Abstract

The human histamine H₄-receptor (hH₄R) possesses high constitutive activity and, like the human H₁-receptor (hH₁R), is involved in the pathogenesis of type-I allergic reactions. The study aims were to explore the value of dual H₁/H₄R antagonists as antiallergy drugs and to address the question of whether H₁R ligands bind to hH₄R. In an acute murine asthma model, the H₁R antagonist mepyramine and the H₄R antagonist 1-[(5-chloro-1H-indol-2-yl)carbonyl]-4-methyl-piperazine (JNJ 7777120) exhibited synergistic inhibitory effects on eosinophil accumulation in the bronchoalveolar lavage fluid. At the hH₄R expressed in Sf9 insect cells, 18 H₁R antagonists and 22 H₁R agonists showed lower affinity to hH₄R than to hH₁R as assessed in competition binding experiments. For a small number of H₁R antagonists, hH₄R partial agonism was observed in the steady-state GTPase assay. Most compounds were neutral antagonists or inverse agonists. Twelve phenylhistamine-type hH₁R partial agonists were also hH₄R partial agonists. Four histaprodifen-type hH₁R partial agonists were hH₄R inverse agonists. Dimeric histaprodifen was a more efficacious hH₄R inverse agonist than the reference compound thioperamide.

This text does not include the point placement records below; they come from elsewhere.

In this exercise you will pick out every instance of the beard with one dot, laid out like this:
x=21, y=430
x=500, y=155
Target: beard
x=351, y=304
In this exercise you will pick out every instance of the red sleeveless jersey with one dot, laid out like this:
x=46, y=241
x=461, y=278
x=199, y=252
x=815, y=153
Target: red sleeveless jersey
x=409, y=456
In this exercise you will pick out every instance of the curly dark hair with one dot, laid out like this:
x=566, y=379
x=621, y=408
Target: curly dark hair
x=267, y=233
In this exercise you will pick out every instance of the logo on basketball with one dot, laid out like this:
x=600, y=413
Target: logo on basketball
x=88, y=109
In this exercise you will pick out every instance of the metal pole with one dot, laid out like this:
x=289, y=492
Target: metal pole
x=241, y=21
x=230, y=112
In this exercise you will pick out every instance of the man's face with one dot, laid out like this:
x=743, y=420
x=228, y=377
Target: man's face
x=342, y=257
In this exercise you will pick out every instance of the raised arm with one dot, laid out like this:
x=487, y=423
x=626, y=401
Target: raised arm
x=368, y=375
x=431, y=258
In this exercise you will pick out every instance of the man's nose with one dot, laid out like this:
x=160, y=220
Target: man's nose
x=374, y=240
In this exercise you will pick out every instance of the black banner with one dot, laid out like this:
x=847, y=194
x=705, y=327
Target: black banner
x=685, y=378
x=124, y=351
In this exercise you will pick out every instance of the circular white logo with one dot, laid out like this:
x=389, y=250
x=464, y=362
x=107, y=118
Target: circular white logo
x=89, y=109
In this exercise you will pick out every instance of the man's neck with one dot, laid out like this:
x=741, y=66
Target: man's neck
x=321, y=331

Suprahistaprodifen was the only histaprodifen acting as hH₄R partial agonist. Suprahistaprodifen was docked into the binding pocket of inactive and active hH₄R models in two different orientations, predominantly stabilizing the active state of hH₄R. Collectively, the synergistic effects of H₁R and H₄R antagonists in an acute asthma model and the overlapping interaction of structurally diverse H₁R ligands with hH₁R and hH₄R indicate that the development of dual H₁R/H₄R antagonists is a worthwhile and technically feasible goal for the treatment of type-I allergic reactions.